Walbroehl warns that hackers are using AI to create highly personalized, context-aware attacks that bypass traditional security awareness training.
To address this, he proposes implementing cryptographic identity proofing for all critical communications, hardware-based authentication with biometric binding, anomaly detection systems that assume normal transaction patterns, and establishing verification protocols using pre-shared secrets or phrases.
Tip 4: Keep your crypto to yourself
According to Bitcoin OG and Cypherpunk Jameson Lopps' GitHub list, wrench attacks or physical attacks on crypto holders were also a serious theme in 2025, with at the least 65 cases recorded. The last bull market peak of 2021 was the worst yr on record, with a complete of 36 attacks recorded
An X user under the pseudonym Beau, a former CIA officer, said in an
He also suggests becoming a “hard goal” through the use of data scrubbing tools to cover private personal information resembling home addresses and investing in defenses resembling surveillance cameras and alarm systems.
Tip 5: Don't skimp on proven safety suggestions
David Schwed, a security expert who worked at Robinhood as chief information security officer, said his best tip is to persist with reputable firms that show vigilant security practices, including rigorous and regular third-party security audits of their entire stack, from smart contracts to infrastructure.

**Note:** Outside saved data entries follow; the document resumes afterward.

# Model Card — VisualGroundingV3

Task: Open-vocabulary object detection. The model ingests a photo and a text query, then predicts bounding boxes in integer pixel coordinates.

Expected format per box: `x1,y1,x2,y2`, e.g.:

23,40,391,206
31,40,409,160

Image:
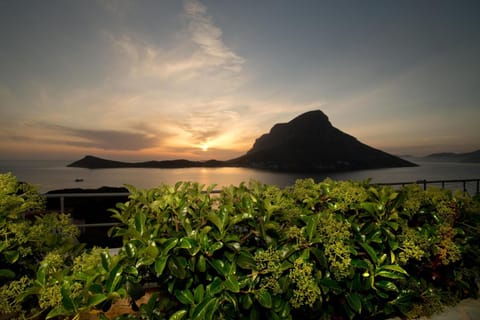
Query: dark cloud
25,123,161,151
64,128,158,150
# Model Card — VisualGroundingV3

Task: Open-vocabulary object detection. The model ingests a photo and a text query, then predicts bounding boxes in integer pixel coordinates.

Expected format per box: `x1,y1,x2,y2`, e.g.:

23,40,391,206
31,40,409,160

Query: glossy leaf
87,294,108,308
61,287,76,312
206,277,224,295
196,254,207,272
46,306,68,319
175,289,195,305
375,280,399,292
378,264,408,276
155,255,169,276
169,309,188,320
134,211,146,236
101,251,111,271
106,264,123,293
194,284,205,304
191,297,218,320
256,290,272,309
346,292,362,314
360,242,378,264
375,270,405,280
224,274,240,293
161,238,179,255
125,242,137,258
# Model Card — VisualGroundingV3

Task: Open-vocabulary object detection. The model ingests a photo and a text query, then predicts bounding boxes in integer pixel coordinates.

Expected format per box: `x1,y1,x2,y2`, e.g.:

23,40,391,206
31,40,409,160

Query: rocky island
68,110,416,172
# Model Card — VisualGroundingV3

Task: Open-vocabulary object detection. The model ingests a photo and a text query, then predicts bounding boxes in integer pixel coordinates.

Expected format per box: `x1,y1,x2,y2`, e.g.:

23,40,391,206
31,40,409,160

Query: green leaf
61,287,76,312
208,241,224,255
319,278,342,293
210,259,227,276
0,269,15,279
241,295,253,309
36,266,46,286
106,264,123,293
378,264,408,276
224,275,240,293
124,265,139,277
4,250,19,263
208,212,224,233
236,250,256,270
125,242,137,258
161,238,179,255
256,290,272,309
305,214,320,241
194,284,205,304
101,251,111,271
191,297,218,320
197,254,207,272
169,309,188,320
361,202,377,215
359,242,378,264
179,237,200,256
206,277,224,295
46,306,68,319
346,292,362,314
168,256,187,279
175,289,195,305
375,270,405,280
155,255,169,276
375,280,399,292
87,294,108,307
135,211,146,236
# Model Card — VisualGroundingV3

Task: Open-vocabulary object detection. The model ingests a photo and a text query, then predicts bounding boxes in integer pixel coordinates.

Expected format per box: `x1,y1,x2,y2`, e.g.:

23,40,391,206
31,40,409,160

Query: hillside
425,149,480,163
230,110,416,172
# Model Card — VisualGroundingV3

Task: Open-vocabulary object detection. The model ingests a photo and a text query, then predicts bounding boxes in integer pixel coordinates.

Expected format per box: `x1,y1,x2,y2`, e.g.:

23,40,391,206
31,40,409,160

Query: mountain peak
234,110,416,172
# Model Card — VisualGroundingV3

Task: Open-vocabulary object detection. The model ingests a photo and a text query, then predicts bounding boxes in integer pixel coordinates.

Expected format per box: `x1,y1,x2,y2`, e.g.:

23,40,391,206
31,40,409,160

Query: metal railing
377,178,480,194
43,178,480,230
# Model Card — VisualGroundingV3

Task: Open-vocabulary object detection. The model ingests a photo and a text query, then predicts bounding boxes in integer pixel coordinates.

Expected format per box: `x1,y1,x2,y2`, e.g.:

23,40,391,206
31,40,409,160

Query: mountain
230,110,416,172
68,110,417,172
425,149,480,163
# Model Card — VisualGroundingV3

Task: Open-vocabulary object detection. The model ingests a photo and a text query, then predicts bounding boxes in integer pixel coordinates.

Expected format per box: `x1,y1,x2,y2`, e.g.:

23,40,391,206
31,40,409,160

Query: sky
1,0,479,161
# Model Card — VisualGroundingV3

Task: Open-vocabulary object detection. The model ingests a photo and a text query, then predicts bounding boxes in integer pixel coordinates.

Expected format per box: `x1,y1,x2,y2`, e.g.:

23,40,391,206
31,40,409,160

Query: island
68,110,417,172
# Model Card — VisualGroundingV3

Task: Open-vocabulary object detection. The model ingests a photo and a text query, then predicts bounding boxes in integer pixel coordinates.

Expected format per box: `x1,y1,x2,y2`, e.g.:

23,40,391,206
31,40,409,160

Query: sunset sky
1,0,479,161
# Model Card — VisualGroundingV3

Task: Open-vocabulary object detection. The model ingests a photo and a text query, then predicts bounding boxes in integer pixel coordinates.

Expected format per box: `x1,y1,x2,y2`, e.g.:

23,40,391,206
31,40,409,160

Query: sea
1,158,480,195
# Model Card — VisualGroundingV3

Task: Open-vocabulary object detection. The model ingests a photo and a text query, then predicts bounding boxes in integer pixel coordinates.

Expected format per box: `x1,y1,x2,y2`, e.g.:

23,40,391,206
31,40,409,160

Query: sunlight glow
201,144,208,152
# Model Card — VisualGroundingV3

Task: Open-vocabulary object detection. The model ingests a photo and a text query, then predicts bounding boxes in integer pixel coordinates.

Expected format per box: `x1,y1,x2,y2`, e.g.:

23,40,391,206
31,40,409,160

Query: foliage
100,179,480,319
1,172,479,319
0,173,83,318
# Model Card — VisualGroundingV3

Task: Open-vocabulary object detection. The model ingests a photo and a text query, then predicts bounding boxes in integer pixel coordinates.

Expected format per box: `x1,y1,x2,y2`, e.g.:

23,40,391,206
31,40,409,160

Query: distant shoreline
67,155,417,173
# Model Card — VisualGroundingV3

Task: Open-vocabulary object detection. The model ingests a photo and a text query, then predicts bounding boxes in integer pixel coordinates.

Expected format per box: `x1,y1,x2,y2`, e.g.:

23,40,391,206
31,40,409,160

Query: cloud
16,123,161,151
108,0,244,86
183,0,244,72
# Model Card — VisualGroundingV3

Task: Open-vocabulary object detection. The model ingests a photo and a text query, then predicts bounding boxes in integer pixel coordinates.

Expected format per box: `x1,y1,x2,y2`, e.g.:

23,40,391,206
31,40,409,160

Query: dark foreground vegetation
1,172,479,319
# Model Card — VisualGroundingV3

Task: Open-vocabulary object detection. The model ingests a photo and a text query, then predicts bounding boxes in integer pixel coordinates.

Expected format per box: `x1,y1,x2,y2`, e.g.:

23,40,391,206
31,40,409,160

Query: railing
43,178,480,231
376,178,480,194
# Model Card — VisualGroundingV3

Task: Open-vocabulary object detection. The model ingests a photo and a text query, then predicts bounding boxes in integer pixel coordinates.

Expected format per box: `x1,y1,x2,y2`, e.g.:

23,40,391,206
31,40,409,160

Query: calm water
1,158,480,194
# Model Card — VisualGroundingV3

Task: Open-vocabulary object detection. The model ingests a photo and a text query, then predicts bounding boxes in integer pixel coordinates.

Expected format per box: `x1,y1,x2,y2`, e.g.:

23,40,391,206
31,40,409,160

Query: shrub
103,179,480,319
1,173,479,319
0,173,83,318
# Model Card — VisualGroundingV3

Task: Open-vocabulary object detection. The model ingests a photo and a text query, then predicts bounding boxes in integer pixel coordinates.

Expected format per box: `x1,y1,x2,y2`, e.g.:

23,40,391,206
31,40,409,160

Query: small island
68,110,416,172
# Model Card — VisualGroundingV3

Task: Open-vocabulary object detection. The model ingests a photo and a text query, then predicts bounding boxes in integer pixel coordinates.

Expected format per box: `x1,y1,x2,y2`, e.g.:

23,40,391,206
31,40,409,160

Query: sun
201,144,208,152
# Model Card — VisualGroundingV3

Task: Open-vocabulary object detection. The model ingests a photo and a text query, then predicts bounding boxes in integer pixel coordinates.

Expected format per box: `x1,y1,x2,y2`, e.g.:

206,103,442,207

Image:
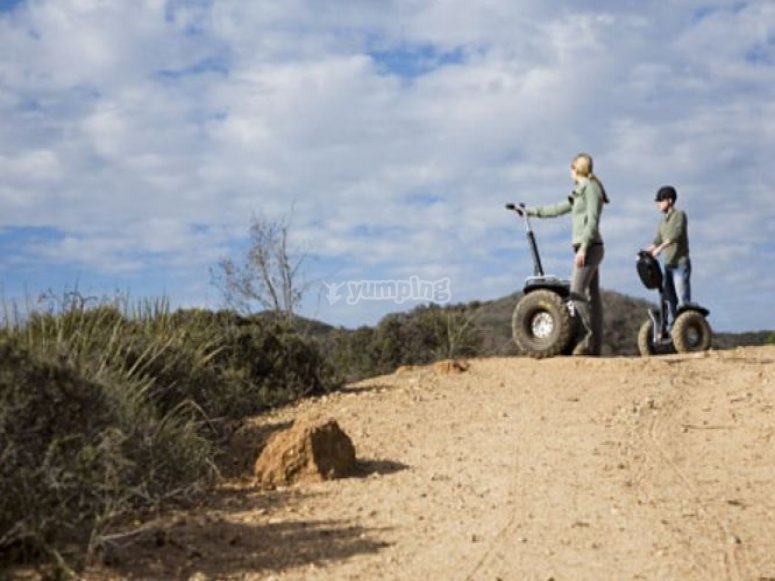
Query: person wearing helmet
647,185,691,329
525,152,609,356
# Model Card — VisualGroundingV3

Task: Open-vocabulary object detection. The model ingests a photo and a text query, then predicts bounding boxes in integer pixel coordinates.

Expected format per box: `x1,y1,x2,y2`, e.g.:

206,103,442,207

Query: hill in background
302,289,772,359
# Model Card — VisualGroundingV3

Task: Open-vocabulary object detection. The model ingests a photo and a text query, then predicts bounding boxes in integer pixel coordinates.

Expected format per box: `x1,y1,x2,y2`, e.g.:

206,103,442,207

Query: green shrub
323,304,483,382
19,304,340,422
0,336,216,573
164,309,341,418
0,297,341,574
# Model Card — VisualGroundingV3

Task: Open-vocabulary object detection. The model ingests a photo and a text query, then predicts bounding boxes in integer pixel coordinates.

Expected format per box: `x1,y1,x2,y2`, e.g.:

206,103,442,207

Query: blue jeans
664,259,691,326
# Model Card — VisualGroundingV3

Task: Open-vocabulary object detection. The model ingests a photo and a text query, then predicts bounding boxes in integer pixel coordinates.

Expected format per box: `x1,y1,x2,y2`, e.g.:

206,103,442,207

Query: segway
505,203,580,358
635,250,712,355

However, no matter technology, Schwed says users should avoid using the identical password across multiple accounts, go for using a hardware token as a multifactor authentication method, and protect the seed phrase through secure encryption or offline storage in a secure, physical location.
He also recommends using a dedicated hardware wallet for giant holdings and minimizing holdings on exchanges.
“Security is dependent upon the interaction layer. Users must remain extremely vigilant when connecting a hardware wallet to a brand new web application and must thoroughly validate the transaction data displayed on the hardware device's screen before signing. This prevents the “blind signing” of malicious contracts,” Schwed added.
Lisa said her top suggestions are to only use official software, avoid interacting with unverified URLs, and separate funds into hot, warm, and cold configurations.
To combat the increasing sophistication of scams resembling social engineering and phishing, Kraken's Percoco recommends “radical skepticism” in any respect times by verifying authenticity and assuming that each message is a consciousness test.
“And one universal truth stays: No legitimate company, no legitimate service, and no legitimate opportunity will ever ask on your seed phrase or login credentials. Once they do, you're talking to a scammer,” Percoco added.
Walbroehl, meanwhile, recommends key generation using cryptographically secure random number generators, strict separation between development and production environments, regular security audits, and incident response planning with regular drills.